I may be immature, as I love to dance in rain, smell aroma of mud, love to see flying butterflies and playing with kids .............I am not ambitious nor do I dream big, as my rewards cannot be measured in monetary aid. My death might come as a disappointment to my close ones, who would get just few papers filled with black ink, sketches and mysterious paintings of mine……….But my greatest satisfaction comes from the work, for which I will never be paid. Not that I want to be, my emotions being my most prized possession in the whole world.
For some, I am an emotional fool, who smiles without reason, cries in solitude, I believe in emotions which give both pleasure and pain…….I love without reason………..
I might be annoying, as I walk separately from the flock and break those social norms which are ill-logical.

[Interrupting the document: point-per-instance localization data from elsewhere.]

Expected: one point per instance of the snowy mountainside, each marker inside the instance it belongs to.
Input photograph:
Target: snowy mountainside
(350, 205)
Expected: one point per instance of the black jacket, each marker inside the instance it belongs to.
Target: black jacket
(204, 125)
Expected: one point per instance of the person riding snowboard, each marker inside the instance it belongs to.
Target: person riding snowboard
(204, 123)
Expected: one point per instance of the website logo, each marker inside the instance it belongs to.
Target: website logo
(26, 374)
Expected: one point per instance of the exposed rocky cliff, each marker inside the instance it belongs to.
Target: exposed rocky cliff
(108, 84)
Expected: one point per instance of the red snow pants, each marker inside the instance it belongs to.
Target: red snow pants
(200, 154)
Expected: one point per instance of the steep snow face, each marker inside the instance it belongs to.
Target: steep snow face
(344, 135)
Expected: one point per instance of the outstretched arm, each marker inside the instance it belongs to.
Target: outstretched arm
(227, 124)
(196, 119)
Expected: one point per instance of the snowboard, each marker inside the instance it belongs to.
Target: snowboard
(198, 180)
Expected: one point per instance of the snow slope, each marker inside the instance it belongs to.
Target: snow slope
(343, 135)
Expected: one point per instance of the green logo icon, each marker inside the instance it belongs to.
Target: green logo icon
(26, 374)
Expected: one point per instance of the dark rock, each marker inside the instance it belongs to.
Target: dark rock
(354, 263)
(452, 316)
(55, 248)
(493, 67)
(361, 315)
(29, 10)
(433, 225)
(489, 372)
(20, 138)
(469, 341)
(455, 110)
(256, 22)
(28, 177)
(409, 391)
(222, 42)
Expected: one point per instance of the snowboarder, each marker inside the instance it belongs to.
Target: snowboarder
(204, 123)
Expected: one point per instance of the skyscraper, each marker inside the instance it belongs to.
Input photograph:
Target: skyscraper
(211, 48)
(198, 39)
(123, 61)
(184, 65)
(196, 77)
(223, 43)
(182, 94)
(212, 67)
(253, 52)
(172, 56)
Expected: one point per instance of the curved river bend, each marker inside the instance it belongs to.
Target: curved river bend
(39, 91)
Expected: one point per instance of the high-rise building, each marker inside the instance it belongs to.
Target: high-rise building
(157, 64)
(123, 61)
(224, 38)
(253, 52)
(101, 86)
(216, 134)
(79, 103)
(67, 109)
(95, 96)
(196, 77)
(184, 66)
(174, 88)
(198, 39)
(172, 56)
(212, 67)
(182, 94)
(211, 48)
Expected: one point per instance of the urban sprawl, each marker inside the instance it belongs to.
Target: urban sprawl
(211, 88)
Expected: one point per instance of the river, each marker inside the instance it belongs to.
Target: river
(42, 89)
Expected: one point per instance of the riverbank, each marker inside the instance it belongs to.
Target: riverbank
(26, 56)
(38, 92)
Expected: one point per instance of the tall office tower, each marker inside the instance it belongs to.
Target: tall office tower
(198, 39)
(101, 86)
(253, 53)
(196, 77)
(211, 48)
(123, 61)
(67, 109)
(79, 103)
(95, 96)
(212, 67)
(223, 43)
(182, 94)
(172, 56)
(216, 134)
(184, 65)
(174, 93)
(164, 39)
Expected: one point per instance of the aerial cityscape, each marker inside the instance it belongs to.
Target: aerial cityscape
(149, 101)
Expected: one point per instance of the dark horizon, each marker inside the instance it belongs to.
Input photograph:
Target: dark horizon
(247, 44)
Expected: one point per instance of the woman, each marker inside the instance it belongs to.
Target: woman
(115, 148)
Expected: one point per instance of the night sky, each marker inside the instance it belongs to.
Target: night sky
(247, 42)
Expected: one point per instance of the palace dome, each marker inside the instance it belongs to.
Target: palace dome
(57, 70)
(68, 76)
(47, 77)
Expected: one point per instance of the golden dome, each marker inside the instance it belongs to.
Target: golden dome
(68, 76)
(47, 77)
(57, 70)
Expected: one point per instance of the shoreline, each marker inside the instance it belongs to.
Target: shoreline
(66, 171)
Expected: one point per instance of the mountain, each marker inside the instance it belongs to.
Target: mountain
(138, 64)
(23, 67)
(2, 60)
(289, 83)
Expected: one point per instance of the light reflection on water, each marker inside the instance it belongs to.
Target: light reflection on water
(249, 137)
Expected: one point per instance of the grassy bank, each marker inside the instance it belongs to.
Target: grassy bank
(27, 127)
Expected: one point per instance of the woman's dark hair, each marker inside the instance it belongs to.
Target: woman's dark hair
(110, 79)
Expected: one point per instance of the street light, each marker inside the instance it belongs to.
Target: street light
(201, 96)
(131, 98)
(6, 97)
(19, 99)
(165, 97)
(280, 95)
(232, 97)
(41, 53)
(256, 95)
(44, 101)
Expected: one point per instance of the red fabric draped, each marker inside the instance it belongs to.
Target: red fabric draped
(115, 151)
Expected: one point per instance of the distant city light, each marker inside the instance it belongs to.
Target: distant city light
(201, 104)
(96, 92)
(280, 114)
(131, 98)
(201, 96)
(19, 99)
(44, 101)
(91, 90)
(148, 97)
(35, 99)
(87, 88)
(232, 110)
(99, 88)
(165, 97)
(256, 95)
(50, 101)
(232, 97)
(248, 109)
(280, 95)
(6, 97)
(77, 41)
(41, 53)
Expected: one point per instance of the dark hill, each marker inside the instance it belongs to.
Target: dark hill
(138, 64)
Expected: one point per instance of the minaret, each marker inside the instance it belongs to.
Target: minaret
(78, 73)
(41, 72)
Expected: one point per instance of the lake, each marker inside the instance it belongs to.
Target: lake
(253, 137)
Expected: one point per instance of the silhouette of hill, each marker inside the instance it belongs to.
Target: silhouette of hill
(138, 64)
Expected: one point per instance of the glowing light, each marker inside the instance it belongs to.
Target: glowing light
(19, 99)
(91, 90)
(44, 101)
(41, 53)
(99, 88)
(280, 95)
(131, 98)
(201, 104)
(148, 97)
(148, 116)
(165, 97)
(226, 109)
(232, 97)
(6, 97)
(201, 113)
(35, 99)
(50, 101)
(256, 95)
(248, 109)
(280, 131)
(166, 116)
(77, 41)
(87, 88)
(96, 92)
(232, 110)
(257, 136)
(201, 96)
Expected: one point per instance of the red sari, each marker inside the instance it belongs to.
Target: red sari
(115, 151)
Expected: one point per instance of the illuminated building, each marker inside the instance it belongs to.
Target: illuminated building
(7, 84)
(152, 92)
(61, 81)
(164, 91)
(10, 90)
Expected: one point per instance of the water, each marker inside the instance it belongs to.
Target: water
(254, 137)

I stand alone away from the crowd may be because of my phobia that I may end up losing myself………
I am not a next door girl, I don't enjoy all those stupid things done by the typical ladies, I might be abnormal or not exactly what I should have been but this is what I am…… who I am. No matter loved or ignored…
I am a writer, a poetess, a painter , who writes and paints to express herself, to say all that which has been left unsaid.